Prostate cancer recurrence risk reduced with post-radical prostatectomy statin therapy

Article

Postoperative statin use may offer a potential therapeutic benefit in men with prostate cancer who undergo radical prostatectomy.

The analyses were based on 1,280 men with prostate cancer treated surgically between 1988 and 2009 at Veterans Affairs sites comprising the Shared Equal Access Cancer Research Hospital (SEARCH) database who were not on any statin medication prior to RP. Postoperatively, 350 men (27%) initiated statin treatment.

Time to biochemical recurrence was compared between statin users and nonusers using a Cox proportional hazards regression analysis, adjusting for various demographic, clinical, and pathologic parameters and treating statin intake as a time-varying covariate, considering the variability within the population in the time between surgery and initiation of statin intake.

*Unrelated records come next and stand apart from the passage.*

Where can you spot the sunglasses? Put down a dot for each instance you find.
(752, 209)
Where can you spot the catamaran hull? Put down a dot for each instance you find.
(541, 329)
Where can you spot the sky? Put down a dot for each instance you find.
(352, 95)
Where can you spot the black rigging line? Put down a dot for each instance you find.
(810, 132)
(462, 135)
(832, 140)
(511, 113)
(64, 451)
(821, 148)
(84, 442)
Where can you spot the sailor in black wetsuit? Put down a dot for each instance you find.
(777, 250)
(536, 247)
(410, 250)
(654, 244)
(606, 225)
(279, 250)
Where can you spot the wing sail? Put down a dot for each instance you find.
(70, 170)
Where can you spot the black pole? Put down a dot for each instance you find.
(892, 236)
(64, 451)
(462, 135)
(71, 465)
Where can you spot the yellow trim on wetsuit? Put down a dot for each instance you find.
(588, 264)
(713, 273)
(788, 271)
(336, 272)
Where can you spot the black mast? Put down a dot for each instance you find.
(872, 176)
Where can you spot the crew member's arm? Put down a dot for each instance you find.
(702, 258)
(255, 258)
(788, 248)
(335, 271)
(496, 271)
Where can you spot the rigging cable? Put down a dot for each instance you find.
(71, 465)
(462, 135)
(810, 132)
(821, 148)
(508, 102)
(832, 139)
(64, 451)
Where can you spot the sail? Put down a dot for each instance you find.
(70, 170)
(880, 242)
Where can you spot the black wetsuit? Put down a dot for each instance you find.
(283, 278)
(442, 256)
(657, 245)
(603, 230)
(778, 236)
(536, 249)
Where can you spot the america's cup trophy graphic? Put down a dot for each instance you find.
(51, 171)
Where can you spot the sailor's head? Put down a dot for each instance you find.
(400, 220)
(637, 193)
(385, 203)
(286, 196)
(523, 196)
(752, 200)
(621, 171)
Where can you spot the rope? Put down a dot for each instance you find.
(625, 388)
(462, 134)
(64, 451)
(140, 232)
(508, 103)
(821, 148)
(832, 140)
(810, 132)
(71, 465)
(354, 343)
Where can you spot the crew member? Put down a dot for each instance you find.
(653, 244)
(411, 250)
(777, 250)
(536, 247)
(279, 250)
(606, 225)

In univariate analysis, statin users had a significantly lower risk for biochemical recurrence relative to nonusers (hazard ratio: .75; p=.047), and the benefit of post-RP statin treatment was maintained in the multivariate analysis (adjusted HR: .61; p=.02).

"As a retrospective study, it has a number of limitations because there may be important differences between statin users and nonusers that we cannot account for, such as in diet, lifestyle, health-seeking behaviors, incidental co-morbidities, and postoperative follow-up intensity," said Dr. Bañez, who presented the findings at the AUA annual meeting in San Francisco. "Further studies are needed."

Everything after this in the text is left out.